Ia menyampaikan, Yotin Kuarabiab telah terbukti dan dinyatakan secara sah bersalah melakukan tindak pidana perikanan atau tidak menaati peraturan perundang-undangan sebagaimana dimaksud dalam Undang-Undang Nomor 6 Tahun 2011 tentang Keimigrasian.

"Yotin Kuarabiab kita jemput di Dermaga Lanal Sabang, Jumat 3 November dan selanjutnya saya mendampinginya ke Kuala Namu untuk memastikan dia (Yotin Kuarabiab) sudah keluar dari Negara Indonesia," jelas Muhammad Hatta.

Baca: Kapal Silver Sea Dirampas untuk Negara

Pengadilan Negeri Sabang yang mengadili perkara Nomor:21/Pid/Sus/2017/PN-SAB dalam amar putusan sidang tersebut, Kamis 19 Oktober menjatuhkan pidana kepada terdakwa Yotin Kuarabiab dengan pidana denda sebesar Rp250 juta dengan ketentuan apabila denda tidak dibayarkan oleh terdakwa, maka akan diganti dengan pidana kurungan selama 6 bulan.

Kemudian terkait putusan Pengadilan Negari Kelas II Sabang, Provinsi Aceh tersebut terdakwa Yotin Kuarabiab tepatnya tanggal 26 Oktober telah membayar denda itu ditambah biaya perkara Rp5.000 yang diterima oleh Kasi Tindak Pinada Umum Kejaksaan Negeri Sabang Muhammad Riza.

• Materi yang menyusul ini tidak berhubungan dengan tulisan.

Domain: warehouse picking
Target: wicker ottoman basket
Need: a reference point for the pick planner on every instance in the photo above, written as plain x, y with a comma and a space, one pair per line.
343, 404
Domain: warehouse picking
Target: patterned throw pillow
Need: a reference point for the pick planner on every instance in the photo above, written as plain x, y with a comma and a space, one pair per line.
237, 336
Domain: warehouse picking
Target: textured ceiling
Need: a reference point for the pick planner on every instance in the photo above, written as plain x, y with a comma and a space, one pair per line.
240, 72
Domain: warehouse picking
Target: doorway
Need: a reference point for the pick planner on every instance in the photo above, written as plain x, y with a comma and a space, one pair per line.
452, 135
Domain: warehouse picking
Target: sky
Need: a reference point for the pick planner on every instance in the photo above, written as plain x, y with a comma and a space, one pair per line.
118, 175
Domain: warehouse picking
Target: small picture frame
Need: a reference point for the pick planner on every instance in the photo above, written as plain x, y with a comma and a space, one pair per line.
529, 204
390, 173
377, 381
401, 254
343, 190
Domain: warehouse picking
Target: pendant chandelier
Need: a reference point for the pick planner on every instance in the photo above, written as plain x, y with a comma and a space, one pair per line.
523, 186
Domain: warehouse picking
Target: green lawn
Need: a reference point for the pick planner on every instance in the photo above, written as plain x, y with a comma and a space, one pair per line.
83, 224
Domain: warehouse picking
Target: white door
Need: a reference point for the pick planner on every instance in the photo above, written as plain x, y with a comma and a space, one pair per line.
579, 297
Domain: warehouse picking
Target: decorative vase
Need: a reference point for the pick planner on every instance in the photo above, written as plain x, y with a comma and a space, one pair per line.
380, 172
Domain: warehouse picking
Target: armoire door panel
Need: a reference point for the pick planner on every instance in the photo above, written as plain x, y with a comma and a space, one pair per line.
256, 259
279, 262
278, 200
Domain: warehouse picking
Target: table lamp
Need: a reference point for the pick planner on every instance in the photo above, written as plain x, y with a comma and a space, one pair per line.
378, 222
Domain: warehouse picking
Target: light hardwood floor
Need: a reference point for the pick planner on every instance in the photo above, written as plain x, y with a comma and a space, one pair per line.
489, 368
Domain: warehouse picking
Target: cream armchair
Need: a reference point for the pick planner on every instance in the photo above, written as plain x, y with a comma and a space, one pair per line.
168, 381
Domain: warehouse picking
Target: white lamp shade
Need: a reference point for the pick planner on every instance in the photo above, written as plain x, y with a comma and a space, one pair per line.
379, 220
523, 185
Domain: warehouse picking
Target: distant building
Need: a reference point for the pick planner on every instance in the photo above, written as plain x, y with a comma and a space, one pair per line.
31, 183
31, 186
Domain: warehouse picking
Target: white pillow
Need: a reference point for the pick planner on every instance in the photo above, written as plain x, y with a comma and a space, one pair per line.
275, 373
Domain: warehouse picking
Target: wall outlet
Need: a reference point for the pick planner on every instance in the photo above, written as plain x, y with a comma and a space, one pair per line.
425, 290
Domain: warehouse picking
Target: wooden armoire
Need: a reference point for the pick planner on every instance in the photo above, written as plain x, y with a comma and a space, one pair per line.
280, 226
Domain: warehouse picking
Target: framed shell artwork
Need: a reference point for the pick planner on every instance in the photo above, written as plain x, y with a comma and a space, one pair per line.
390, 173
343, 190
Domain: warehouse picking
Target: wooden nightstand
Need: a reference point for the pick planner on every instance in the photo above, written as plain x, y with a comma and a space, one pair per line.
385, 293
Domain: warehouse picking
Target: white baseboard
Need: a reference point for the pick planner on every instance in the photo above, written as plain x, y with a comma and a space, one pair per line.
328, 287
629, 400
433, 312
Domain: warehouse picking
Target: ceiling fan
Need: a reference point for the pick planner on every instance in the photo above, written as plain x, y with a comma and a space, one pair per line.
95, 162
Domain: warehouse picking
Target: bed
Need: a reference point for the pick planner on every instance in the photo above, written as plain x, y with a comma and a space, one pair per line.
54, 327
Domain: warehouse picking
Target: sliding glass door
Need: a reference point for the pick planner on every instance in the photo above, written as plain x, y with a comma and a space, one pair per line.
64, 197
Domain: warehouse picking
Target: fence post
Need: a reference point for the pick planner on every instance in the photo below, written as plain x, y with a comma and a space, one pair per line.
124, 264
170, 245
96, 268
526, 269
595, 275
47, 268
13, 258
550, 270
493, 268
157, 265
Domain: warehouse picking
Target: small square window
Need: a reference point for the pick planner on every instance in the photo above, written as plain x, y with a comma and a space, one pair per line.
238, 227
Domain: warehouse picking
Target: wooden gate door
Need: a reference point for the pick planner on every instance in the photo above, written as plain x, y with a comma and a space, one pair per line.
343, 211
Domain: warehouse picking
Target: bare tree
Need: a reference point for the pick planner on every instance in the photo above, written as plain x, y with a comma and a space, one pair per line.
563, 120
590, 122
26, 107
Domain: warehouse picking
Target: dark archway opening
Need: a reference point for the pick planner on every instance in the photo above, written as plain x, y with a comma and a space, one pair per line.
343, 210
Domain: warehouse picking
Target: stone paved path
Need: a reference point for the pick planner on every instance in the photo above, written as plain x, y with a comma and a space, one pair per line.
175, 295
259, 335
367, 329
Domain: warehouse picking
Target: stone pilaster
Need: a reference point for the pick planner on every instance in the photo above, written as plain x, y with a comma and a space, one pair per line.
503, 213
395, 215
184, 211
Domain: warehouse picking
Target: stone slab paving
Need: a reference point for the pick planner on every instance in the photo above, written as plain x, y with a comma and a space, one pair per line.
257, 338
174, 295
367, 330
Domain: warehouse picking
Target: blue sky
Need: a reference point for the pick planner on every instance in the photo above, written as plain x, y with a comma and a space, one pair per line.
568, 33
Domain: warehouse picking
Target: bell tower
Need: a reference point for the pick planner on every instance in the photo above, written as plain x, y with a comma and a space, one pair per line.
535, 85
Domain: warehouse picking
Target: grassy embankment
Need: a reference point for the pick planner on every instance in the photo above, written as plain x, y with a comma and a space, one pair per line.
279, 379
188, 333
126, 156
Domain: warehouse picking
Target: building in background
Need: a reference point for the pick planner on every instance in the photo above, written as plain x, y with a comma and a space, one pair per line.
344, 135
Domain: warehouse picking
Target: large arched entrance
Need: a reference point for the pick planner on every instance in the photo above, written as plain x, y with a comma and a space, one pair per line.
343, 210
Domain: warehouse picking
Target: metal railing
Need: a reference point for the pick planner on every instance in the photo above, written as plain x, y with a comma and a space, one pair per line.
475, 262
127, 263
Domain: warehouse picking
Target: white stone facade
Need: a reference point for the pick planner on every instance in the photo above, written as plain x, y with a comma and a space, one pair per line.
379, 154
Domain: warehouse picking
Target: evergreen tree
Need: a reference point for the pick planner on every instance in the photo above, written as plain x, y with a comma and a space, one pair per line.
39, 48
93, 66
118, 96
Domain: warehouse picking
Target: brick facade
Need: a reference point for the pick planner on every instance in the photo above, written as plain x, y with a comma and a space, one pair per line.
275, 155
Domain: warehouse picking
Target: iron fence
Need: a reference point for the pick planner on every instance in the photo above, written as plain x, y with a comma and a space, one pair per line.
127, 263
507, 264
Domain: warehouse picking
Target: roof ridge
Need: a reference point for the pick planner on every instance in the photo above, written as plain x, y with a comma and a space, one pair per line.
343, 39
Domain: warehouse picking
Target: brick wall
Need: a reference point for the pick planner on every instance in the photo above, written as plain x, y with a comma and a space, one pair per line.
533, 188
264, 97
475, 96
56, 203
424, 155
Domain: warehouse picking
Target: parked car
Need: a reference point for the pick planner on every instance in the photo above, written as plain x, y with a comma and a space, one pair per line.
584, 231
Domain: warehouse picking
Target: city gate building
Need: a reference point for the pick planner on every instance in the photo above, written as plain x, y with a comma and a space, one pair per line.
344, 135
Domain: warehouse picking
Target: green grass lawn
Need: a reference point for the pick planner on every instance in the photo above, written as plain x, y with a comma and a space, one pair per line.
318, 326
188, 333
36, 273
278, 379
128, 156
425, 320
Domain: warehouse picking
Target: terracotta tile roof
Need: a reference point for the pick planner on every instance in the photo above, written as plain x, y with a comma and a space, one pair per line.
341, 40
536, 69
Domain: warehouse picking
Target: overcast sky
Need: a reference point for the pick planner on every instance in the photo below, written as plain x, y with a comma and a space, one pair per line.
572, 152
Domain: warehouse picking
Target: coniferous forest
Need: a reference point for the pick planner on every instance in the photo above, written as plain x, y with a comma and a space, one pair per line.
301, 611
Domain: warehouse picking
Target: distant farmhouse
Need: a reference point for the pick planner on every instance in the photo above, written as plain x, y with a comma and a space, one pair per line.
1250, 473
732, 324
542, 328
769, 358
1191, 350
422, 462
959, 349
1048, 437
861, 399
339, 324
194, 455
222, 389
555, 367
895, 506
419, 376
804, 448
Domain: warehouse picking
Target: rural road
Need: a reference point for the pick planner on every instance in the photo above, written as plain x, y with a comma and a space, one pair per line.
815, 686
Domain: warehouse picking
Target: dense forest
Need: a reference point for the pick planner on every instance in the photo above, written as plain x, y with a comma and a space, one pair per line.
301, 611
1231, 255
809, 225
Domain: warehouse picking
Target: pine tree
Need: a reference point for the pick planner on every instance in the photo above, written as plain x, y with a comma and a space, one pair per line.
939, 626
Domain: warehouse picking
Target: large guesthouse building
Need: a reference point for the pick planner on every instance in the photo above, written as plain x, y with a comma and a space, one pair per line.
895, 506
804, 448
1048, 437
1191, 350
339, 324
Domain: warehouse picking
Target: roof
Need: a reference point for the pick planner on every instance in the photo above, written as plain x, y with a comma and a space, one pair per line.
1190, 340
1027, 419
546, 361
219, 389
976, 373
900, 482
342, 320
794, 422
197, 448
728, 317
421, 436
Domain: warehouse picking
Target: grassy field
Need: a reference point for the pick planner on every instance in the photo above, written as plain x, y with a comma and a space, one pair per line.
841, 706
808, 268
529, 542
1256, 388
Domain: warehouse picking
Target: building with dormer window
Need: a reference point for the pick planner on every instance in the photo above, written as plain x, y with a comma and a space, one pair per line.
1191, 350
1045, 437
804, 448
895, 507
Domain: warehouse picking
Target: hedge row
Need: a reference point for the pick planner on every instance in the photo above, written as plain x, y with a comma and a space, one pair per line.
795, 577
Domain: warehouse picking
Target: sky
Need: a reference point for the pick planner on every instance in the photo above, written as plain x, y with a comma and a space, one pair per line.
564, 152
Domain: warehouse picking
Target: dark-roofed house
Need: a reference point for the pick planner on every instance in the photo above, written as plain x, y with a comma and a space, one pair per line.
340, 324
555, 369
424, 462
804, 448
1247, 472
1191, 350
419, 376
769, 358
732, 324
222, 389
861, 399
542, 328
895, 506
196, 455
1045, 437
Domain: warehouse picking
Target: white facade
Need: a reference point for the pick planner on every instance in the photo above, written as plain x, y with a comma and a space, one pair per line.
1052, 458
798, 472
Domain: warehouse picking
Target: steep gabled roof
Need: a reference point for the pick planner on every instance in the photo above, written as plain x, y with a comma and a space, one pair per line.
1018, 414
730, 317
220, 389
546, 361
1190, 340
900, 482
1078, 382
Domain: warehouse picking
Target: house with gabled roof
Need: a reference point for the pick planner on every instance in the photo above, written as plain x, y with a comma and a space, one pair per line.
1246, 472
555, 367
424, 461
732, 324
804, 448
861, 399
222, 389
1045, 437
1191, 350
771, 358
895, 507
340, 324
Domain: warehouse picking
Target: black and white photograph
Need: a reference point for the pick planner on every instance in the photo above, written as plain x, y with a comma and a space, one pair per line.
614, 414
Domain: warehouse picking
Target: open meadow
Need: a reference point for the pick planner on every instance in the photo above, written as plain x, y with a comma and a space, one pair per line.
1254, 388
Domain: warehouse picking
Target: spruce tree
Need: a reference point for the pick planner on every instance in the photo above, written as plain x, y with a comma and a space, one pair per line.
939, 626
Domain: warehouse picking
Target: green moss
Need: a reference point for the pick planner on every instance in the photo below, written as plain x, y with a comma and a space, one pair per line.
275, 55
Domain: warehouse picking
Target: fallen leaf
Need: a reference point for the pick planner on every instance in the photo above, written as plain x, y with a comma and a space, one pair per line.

Baca: Menangkan Kasasi Kapal Thailand, KKP Setor Rp20 Miliar ke Negara

Dalam amar putusan Yotin Kuarabiab dinyatakan terbukti melaggar pasal 7 ayat (2) Jo. Pasal 100, UU Nomor 31 Tahun 2014 sebagaimana telah diubah dengan UU Nomor 45 Tahun 2009 tentang Perikanan.

Kapal Silver Sea (SS2) 2.285 gross tonage (GT) bersama dokumennya dan ikan muatan kapal tersebut 1.930 ton yang telah dilelang Rp2,579 miliar di Mako Lanal Sabang 19 Juli 2016 dirampas untuk negara.

Kapal SS-2 itu bersama 19 Anak Buah Kapal (ABK) semula terdeteksi di perairan Pulau Jawa hendak menuju Thailand dan ditangkap KRI Teuku Umar 385, 80 mil dari lepas pantai Sabang, Rabu 12 Agustus 2015 dan selanjutnya digiring serta ditambat di Dermaga Lanal Sabang.